Bakterie jak na dłoni
Co można znaleźć na ludzkich dłoniach? Bakterie, jaja pasożytów... Jak pokazały badania mikrobiologiczne, zarówno na dłoniach kobiet, jak i mężczyzn znajduje się wiele potencjalnie chorobotwórczych zarazków. Higiena. Niby jest lepiej, ale nie rewelacyjnie.
Czyste ręce
Jako powód, dla którego należy dbać o higienę, często wymienia się względy estetyczne. Tymczasem najważniejsze jest to, co niewidoczne, czyli właśnie drobnoustroje - bakterie i zarazki. Np., kiedy pobrano do badania wymazy z poręczy, uchwytów, kasowników i innych elementów wyposażenia środków transportu publicznego (metro, tramwaje, autobusy) wyhodowano z nich 11 różnych rodzajów drobnoustrojów. A przecież nie żyjemy pod sterylnym kloszem, drobnoustroje są wszędzie. Dlatego niedostateczna higiena rąk to tylko krok do zainfekowaniem różnego rodzaju czynnikami chorobotwórczymi.
Najczęstszą przyczyną zatruć spowodowanych niedostatkiem higieny są bakterie z rodzaju Salmonella. Można się nimi zarazić przez spożywanie zakażonych potraw, m.in. jajek. Inną drogą zarażenia jest przygotowywanie posiłków z niezachowaniem zasad higieny przez nosicieli tych bakterii, czyli osoby, u których nie występują objawy chorobowe. Częste są także zatrucia pokarmowe toksynami gronkowca złocistego (Staphylococcus aureus). Bakteria ta występuje bezobjawowo na skórze (znaleziono go na dłoniach 5 proc. kobiet i 6,7 proc. mężczyzn), włosach, w nosie i gardle zdrowych ludzi. Gronkowiec staje się niebezpieczny w momencie, gdy z dłoni przeniesiemy go na żywność, która przez kilka godzin jest przechowywana w temperaturze pokojowej. Wtedy może się namnożyć i spowodować zatrucie pokarmowe. Na brudnych rękach mogą się także znajdować bakterie Shigella (wywołują biegunkę bakteryjną - czerwonkę), wirusy zapalenia wątroby typu A (wywołują żółtaczkę pokarmową) oraz potencjalnie chorobotwórcze bakterie kałowe: Escherichia coli oraz Enterococcus faecalis. Na brudnych dłoniach mogą się też znajdować jaja pasożytów: glisty ludzkiej, owsików, glisty psiej lub kociej. Jak pokazują badania przeprowadzone przez firmę Dettol, aż 58 proc. chorych ma na dłoniach drobnoustroje powodujące przeziębienie, a połowa chorób dróg oddechowych przenoszona jest przez ręce.
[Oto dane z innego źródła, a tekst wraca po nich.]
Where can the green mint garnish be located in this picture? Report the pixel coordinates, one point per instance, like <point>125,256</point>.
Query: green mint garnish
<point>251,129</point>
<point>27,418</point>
W statystykach przodują kobiety
Wykształcona kobieta mieszkająca w dużym mieście - taki obraz dbającego o higienę Polaka wyłania się z badania przeprowadzonego przez TNS OBOP. Według wyników badania przeprowadzonego przez Państwowy Zakład Higieny w 2000 r., 86 proc. Polaków myło ręce przed jedzeniem. W ciągu ostatnich 11 lat ten wynik zdecydowanie się poprawił. W tej chwili mycie dłoni przed posiłkiem zawsze lub często deklaruje 95 proc. mieszkańców naszego kraju. Zdecydowana większość Polaków (90 proc.) deklaruje także, że zawsze myje ręce po skorzystaniu z toalety.
Jak wygląda sytuacja w innych krajach? W Niemczech o higienie mówi się wiele. Nasi zachodni sąsiedzi uchodzą za ekologiczny naród. Dzięki ideom związanym z ekologią, dużym zainteresowaniem w Niemczech cieszy się to, co kojarzy się z higieną. Z kolei na Wyspach edukacja do życia w higienie jest popularna przede wszystkim wśród kobiet mających dzieci. Także w brytyjskich mediach o higienie mówi się bardzo wiele. Informacje z Wielkiej Brytanii odpowiadają ogólnoświatowemu trendowi związanemu z rosnącą świadomością konieczności ochrony przed bakteriami. Jak pokazują badania U&A Germ Protection, aż 44 proc. konsumentów na całym świecie przejmuje się niebezpiecznymi drobnoustrojami. W statystykach przodują Chińczycy, wśród których aż 87 proc. deklaruje troskę o to, aby się nimi nie zarazić. Wysoki współczynnik świadomości niebezpieczeństwa, jakie wiąże się z obecnością bakterii jest też w krajach europejskich: we Francji wynosi on 62 proc., a we wspomnianej Wielkiej Brytanii 49 proc.